Exiting the news purdah

A month ago today I saw the exit poll results and turned the news off. I haven’t turned it on again.

I’d embarked on an unplanned news black out. I stopped watching TV and I avoided Question Time, which is really just a middle class version of Jeremy Kyle anyway. I stopped listening to the radio, apart from Radio 3, which only has news once an hour and pirate radio, which has news never.

What’s done was done and it was going to be bad for anyone unlucky enough to be poor or incapable. There was nothing I could do about it, so I switched off.

Social media was also off the agenda, because I knew that most people I knew would be raging into the echo chamber of Facebook and Twitter and that felt disheartening and pointless. I averted my eyes from free newspapers when I was working in town and avoided conversations about politics.

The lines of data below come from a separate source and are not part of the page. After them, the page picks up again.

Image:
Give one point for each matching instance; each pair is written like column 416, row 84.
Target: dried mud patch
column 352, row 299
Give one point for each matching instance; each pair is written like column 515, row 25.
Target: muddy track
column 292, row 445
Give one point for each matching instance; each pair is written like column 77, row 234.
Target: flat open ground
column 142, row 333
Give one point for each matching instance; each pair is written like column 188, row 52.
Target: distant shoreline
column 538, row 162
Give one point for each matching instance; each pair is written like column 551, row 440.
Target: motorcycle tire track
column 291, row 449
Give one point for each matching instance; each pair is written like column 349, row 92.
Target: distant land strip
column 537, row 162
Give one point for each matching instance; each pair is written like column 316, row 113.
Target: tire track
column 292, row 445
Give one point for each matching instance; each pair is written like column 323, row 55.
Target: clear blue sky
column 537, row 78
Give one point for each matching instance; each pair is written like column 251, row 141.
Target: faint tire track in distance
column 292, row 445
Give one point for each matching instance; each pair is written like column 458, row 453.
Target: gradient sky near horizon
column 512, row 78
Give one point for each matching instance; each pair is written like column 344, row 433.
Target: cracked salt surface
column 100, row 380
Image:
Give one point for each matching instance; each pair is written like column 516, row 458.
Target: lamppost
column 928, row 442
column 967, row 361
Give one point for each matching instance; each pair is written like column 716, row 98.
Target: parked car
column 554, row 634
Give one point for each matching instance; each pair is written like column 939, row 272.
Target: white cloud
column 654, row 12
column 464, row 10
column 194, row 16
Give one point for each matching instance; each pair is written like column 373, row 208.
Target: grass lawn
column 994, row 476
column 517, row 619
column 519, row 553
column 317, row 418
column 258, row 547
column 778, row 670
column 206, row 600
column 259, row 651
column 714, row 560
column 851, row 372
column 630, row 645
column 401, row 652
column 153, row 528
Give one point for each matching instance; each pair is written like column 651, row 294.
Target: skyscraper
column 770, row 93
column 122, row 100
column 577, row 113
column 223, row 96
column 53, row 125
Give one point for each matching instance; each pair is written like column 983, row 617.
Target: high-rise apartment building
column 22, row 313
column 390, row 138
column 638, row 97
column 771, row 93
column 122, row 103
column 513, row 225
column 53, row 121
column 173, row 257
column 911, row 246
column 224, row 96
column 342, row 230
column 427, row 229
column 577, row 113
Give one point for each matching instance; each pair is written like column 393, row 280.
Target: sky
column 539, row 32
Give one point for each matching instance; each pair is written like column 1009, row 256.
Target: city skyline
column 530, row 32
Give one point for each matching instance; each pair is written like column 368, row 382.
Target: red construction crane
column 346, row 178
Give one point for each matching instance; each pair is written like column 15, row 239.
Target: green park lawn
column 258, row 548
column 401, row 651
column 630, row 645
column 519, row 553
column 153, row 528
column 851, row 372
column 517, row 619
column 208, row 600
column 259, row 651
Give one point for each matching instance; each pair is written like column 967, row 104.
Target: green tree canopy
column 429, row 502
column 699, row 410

Some news filtered through early, mostly from the far-off land of my teenage son, but mostly I spent the last month vacuum-packed, protected from unsightly post-result posturing and jostling. I only found out Michael Gove was Justice Secretary last week and immediately wished I hadn’t.

My news blackout posed an interesting question: what happens when you’re not being enraged and distracted by the minutia of the daily news grid?

The answer is that unsurprisingly, it gives you back a lot of time. It also focuses the mind on what you can do rather than what you can’t. Cabinet ministers waft into the distance when you don’t see them every day, remote and shapeless as smoke, and local problems pop into focus in their place.

The last month of national radio silence has made me want to connect locally. The main thing now is rediscovering our individual and collective impulse to do it ourselves, to find opportunities to volunteer, and to strengthen ties with the communities we’re already part of through location or background or interests. We need to make alliances outside of our usual friends and family. And then, who knows what might emerge?

We don’t have the same collective impulse as Spain, which makes it harder for a phenomenon like Podemos to occur, but we do have a long-established tradition of DIY culture. If the mainstream isn’t providing, we’ve filled the gap with grassroots responses, whether that’s pirate radio or punk. We’ve also, thanks to a useful bit of local democracy, now got new neighbourhood forums that give communities legal rights and powers to shape new developments.

So that’s what I’m saying: DIY and do it local – and don’t let the news distract you.